My first attempt was something along these lines:
db.observations.find({'data.avis':'Ekstrabladet', 'data.alis':'thorning'}, {'data.count':1})
That would retrieve 72 count dicts, when what I really wanted was the count value for the array which satisfies both avis:ekstrabladetand alis:thorning (only one array). But instead mongo returns the whole document.
I have foundt $elemMatch, but I get the same output.
db.observations.find({'data' : {$elemMatch: {'alis':'thorning','avis':'Ekstrabladet'}}},{'data.count':1})

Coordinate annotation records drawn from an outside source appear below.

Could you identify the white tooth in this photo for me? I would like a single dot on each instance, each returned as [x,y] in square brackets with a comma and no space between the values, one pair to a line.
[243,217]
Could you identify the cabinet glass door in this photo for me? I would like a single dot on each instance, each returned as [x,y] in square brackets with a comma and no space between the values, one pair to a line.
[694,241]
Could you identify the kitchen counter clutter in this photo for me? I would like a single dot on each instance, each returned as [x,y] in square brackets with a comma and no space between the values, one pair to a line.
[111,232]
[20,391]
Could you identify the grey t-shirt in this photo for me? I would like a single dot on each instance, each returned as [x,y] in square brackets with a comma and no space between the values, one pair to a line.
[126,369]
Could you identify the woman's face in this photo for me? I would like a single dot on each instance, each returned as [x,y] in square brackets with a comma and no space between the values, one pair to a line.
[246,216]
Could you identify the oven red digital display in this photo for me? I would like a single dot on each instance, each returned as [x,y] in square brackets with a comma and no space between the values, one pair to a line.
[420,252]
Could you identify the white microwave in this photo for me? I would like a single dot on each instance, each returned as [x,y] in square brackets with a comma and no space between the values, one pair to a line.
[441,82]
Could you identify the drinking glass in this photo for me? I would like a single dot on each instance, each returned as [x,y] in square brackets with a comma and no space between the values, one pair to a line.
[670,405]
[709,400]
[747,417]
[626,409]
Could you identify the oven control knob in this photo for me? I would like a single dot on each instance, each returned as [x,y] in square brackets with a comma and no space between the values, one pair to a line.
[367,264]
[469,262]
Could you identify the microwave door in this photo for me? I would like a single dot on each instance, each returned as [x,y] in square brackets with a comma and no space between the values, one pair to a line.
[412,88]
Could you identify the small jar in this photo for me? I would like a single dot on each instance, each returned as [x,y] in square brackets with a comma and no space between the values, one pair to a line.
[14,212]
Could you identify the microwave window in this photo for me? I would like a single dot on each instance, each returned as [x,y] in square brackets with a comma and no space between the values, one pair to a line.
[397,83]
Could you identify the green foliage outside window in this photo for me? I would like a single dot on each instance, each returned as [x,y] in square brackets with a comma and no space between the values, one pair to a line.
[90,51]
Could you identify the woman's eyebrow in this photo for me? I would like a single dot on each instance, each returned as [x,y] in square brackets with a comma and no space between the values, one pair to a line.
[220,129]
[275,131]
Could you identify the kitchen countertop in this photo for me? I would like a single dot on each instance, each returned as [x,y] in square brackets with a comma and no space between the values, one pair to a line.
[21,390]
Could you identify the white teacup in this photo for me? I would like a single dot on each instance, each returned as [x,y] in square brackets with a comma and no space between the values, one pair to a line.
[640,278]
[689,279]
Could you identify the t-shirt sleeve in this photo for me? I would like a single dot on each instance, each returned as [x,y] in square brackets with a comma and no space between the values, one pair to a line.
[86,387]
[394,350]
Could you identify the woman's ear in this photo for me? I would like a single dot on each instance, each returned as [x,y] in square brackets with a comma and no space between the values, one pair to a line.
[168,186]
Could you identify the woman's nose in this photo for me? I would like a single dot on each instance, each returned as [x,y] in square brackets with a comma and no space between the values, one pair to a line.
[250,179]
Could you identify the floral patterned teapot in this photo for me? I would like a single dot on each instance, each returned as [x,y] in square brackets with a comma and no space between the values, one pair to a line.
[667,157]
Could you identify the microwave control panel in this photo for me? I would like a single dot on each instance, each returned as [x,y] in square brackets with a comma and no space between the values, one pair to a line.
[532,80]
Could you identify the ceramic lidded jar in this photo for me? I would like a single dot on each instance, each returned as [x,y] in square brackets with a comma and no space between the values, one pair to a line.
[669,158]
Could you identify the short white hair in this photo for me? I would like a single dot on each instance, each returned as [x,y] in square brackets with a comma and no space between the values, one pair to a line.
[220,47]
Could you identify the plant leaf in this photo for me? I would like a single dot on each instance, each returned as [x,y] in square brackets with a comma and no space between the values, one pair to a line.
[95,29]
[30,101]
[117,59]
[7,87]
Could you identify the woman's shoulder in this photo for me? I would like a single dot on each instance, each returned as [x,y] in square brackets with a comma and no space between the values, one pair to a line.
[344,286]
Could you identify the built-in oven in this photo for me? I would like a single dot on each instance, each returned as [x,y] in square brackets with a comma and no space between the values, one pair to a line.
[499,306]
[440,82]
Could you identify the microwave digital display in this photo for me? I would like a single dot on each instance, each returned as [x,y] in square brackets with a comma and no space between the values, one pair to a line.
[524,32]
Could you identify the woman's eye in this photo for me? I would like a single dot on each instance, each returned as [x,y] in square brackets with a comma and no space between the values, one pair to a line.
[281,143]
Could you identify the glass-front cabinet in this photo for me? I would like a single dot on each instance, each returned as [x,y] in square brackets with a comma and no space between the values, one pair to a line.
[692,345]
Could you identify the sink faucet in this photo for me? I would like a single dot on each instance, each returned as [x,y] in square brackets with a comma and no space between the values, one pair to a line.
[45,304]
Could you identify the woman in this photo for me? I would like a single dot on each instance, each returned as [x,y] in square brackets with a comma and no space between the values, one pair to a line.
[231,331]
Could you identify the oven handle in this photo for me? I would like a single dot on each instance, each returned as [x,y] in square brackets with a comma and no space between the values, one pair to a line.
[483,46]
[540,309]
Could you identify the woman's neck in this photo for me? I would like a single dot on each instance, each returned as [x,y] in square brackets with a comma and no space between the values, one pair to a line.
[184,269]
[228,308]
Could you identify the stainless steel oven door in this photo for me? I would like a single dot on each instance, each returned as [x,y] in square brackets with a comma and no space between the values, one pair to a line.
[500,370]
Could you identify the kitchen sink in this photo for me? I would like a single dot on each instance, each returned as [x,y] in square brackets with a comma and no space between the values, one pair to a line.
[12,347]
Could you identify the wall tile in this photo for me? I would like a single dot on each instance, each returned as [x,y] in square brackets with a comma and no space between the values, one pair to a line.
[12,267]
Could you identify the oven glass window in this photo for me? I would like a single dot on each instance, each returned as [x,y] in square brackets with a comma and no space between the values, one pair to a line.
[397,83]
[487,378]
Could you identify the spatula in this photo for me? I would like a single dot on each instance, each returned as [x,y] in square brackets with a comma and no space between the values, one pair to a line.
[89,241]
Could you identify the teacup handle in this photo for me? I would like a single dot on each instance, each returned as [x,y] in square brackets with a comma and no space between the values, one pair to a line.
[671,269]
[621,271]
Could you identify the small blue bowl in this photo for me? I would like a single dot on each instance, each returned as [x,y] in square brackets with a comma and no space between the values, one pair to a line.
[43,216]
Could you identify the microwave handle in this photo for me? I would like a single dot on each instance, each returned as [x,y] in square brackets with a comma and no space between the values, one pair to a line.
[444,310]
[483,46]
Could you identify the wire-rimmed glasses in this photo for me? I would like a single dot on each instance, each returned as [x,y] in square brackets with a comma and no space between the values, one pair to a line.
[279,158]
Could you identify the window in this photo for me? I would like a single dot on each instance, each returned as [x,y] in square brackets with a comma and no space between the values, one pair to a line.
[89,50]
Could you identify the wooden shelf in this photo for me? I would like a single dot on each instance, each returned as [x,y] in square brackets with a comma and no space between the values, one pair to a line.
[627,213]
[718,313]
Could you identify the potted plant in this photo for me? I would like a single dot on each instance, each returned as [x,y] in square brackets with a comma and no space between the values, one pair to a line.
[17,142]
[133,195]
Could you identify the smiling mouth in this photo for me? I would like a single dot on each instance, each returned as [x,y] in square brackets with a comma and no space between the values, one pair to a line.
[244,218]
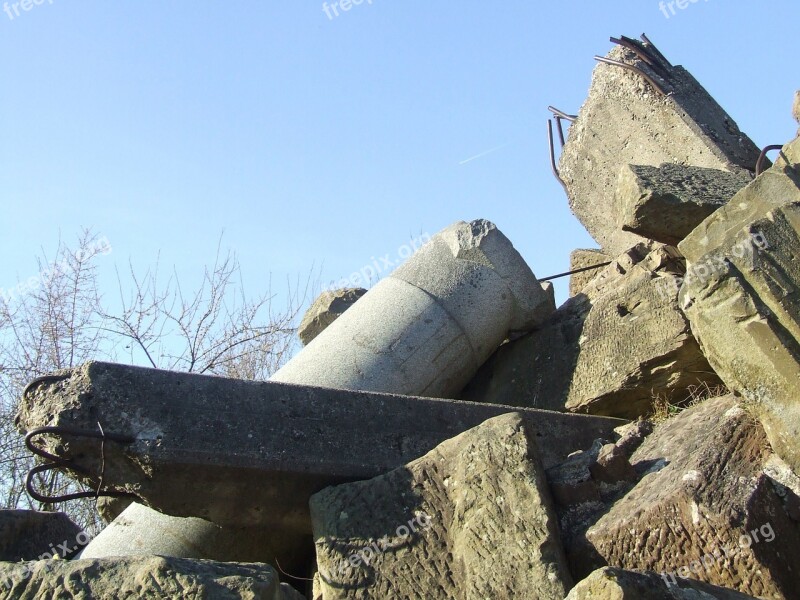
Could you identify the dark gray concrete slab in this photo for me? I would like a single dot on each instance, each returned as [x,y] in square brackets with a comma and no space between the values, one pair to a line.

I guess I could iterate over the complete document in python (this is for a flask app), but it doesn't seem very elegant.
So my question is: How do I reach inside a document and grab values from a nested document of arrarys?
Bonus: As I am new to all sorts of databases I only chose mongodb because it seemed very nice and flexible, and because I don't work with critcal data. But I have no need for scalability and could use e.g. sqlite instead. If you have strong opinions about me using the wrong tool for the job - then please abuse me.
You cannot return just the selected subdocument. You'll get all of them. So you'll have to filter on the client side.
$elemMatch is of the essence, though, otherwise you would not be matching avis and alis against the same array entry (having one each that matches either would suffice, AND vs OR in a way).